Alain Juillet, Former Head of France's Foreign Intelligence Service, Goes on the Record About His Interest in UFOs

Alain Juillet was the head of the intelligence directorate of the DGSE, France's foreign intelligence service, from 2002 to 2003.

Alain Juillet was the head of the intelligence directorate of the DGSE, France's foreign intelligence service, from 2002 to 2003.

Alain Juillet, the former head of intelligence for the Directorate General for External Security (DGSE)—France’s foreign intelligence service—and current host of a twice-monthly program on Russia Today France—a French news outlet sponsored by the Russian government—went on the record earlier this month about his interest in UFOs.

In an interview with Paris Match, Juillet spoke about his appearance in the documentary UFOs: A Matter of States.

Dominique Filhol, the documentary’s director, focused on the puzzling nature of the phenomenon in the film—recognizing the subject’s otherness without making any firm conclusions regarding its nature.

"There is a term which recurs more and more often among specialists in the subject; it is the idea of 'non-human intelligence.’ This term is interesting because it does not reject the extraterrestrial hypothesis but it does include other theories as to the nature of the phenomenon," Filhol said. "The phenomenon has become palpable. I had the chance to be able to film a meeting of the members of the SIGMA 2 commission which studies UFOs in a rigorous and scientific manner or to meet Senator Harry Reid at the origin of the [Advanced Aviation Threat Identification Program (AATIP)] research program on UFOs in the department of American Defense. All these interviews confirmed my intuitions."

"There is also a current of ufology which studies the links between consciousness and the UFO phenomenon and this is a point that we tackle in the film," he added. “For more and more researchers, in the case of close encounters, the phenomenon seems to interact with the consciousness of the witnesses. This is also what certain fighter pilots of the U.S. Navy who observed these phenomena have related: these objects seemed to anticipate the reactions of the pilots, as if they were able to read their minds.”
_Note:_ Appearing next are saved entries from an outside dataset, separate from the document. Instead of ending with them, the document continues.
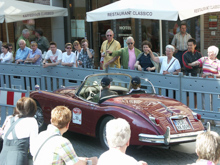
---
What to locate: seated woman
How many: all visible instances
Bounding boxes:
[128,76,146,94]
[0,44,13,63]
[188,45,220,78]
[25,41,42,65]
[188,131,220,165]
[134,40,160,72]
[149,45,181,75]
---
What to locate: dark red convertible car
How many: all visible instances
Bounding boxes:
[31,73,207,148]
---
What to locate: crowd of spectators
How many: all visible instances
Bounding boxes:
[1,26,220,79]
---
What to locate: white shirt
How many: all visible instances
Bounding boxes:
[97,148,139,165]
[62,52,77,67]
[159,56,181,74]
[0,52,13,63]
[45,49,62,63]
[2,115,38,155]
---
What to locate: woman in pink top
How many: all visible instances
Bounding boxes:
[189,46,220,78]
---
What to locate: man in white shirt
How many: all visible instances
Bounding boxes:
[43,42,62,68]
[97,118,147,165]
[62,43,77,67]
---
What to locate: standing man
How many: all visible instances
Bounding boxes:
[35,28,50,54]
[32,106,98,165]
[15,39,30,64]
[171,21,192,67]
[108,36,141,70]
[43,42,62,68]
[78,39,94,68]
[97,118,147,165]
[101,29,121,69]
[16,29,30,51]
[182,38,202,76]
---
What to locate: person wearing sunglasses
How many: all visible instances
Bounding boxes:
[61,43,77,67]
[100,29,121,69]
[77,39,94,68]
[108,36,141,70]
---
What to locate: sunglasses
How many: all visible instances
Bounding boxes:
[66,47,72,49]
[127,43,133,45]
[106,35,112,37]
[8,48,13,50]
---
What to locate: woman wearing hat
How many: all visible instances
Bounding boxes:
[129,76,146,94]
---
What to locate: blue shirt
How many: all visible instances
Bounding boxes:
[15,46,30,61]
[29,48,42,65]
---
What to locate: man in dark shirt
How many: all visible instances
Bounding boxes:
[182,38,202,76]
[93,77,118,102]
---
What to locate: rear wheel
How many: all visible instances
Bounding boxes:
[99,116,114,149]
[34,105,44,129]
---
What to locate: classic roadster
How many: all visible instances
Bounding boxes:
[31,73,207,148]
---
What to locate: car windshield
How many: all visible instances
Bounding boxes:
[76,73,132,100]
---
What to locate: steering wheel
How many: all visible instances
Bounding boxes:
[83,85,99,100]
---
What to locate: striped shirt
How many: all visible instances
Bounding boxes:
[33,124,79,165]
[198,57,220,74]
[171,32,192,51]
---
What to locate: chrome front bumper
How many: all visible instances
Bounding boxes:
[139,122,210,145]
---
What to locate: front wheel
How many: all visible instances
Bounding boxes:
[99,116,114,149]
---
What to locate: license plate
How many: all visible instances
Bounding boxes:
[173,118,191,131]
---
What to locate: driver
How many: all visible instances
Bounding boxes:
[93,77,118,102]
[128,76,146,94]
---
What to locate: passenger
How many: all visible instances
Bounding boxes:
[15,39,30,64]
[108,36,141,70]
[101,29,121,69]
[149,45,181,75]
[93,77,118,102]
[32,106,98,165]
[35,28,49,54]
[43,41,62,68]
[25,41,42,65]
[61,43,77,67]
[16,29,30,51]
[188,45,220,78]
[182,38,202,76]
[188,131,220,165]
[78,39,94,68]
[129,76,146,94]
[171,21,192,67]
[0,44,13,63]
[134,40,159,72]
[0,97,38,165]
[97,118,147,165]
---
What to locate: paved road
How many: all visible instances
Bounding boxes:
[63,124,220,165]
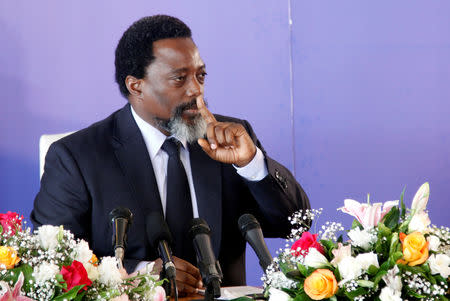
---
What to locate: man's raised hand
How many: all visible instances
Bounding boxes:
[196,97,256,167]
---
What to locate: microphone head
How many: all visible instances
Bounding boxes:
[146,212,173,247]
[238,213,261,235]
[109,207,133,223]
[188,218,211,240]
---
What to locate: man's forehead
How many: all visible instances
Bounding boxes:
[151,38,204,70]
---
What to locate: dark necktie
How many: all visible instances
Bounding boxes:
[161,138,195,263]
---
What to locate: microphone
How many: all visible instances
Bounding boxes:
[238,213,273,272]
[109,207,133,269]
[188,218,222,300]
[145,212,176,280]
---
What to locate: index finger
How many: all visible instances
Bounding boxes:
[197,97,216,123]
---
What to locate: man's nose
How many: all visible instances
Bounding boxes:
[186,77,202,97]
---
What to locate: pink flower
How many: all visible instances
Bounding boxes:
[0,272,33,301]
[291,232,325,256]
[0,212,23,236]
[339,199,398,229]
[153,286,166,301]
[330,243,351,267]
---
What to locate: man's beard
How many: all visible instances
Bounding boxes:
[154,99,207,143]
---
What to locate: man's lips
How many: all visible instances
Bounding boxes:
[184,108,199,114]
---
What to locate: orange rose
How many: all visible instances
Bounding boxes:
[398,232,429,266]
[89,254,98,266]
[304,269,338,300]
[0,246,21,269]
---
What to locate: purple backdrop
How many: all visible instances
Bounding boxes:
[1,1,449,286]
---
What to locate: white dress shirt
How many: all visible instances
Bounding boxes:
[131,106,268,272]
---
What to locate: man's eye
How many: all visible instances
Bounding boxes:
[197,72,207,82]
[174,76,186,82]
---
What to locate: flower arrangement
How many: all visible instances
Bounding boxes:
[0,213,165,300]
[264,183,450,301]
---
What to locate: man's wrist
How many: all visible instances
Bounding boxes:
[234,147,268,181]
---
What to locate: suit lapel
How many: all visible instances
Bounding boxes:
[111,105,163,216]
[189,142,222,256]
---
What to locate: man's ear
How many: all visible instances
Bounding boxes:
[125,75,143,98]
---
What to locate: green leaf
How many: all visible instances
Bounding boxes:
[53,284,85,301]
[344,287,368,298]
[382,206,400,229]
[421,262,431,273]
[357,280,374,288]
[286,270,304,281]
[297,263,309,277]
[73,291,86,301]
[400,186,406,219]
[377,222,391,237]
[351,219,363,229]
[0,224,3,234]
[229,297,253,301]
[329,296,337,301]
[380,261,391,271]
[390,251,403,262]
[293,291,311,301]
[405,286,427,298]
[373,270,388,287]
[55,273,67,289]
In the interview, Juillet agreed with Filhol’s serious acknowledgment of the UFO subject.

"I am originally an intelligence man and when we see things that are inexplicable today, we know that we can explain them tomorrow. It's just that we don't have the elements to imagine or understand what's going on. In the particular field of UFOs, not to mention the people who see a flying saucer landing in a field, there are fighter pilots, astronauts, people who are anything but funny and report very precise observations. We must not say that they are nonsense but just recognize that there are things that escape us," he said of his interest in UFOs.

Juillet said that in the film he speaks to "another aspect...which has been explained by others much stronger than me in the matter: we pass from a vision of the world modeled by traditional physics to another vision based on quantum physics. And we understand these phenomena much better through the prism of quantum physics than with that of current physics."

The UFO phenomenon might also be in some ways reliant on our perception, he said.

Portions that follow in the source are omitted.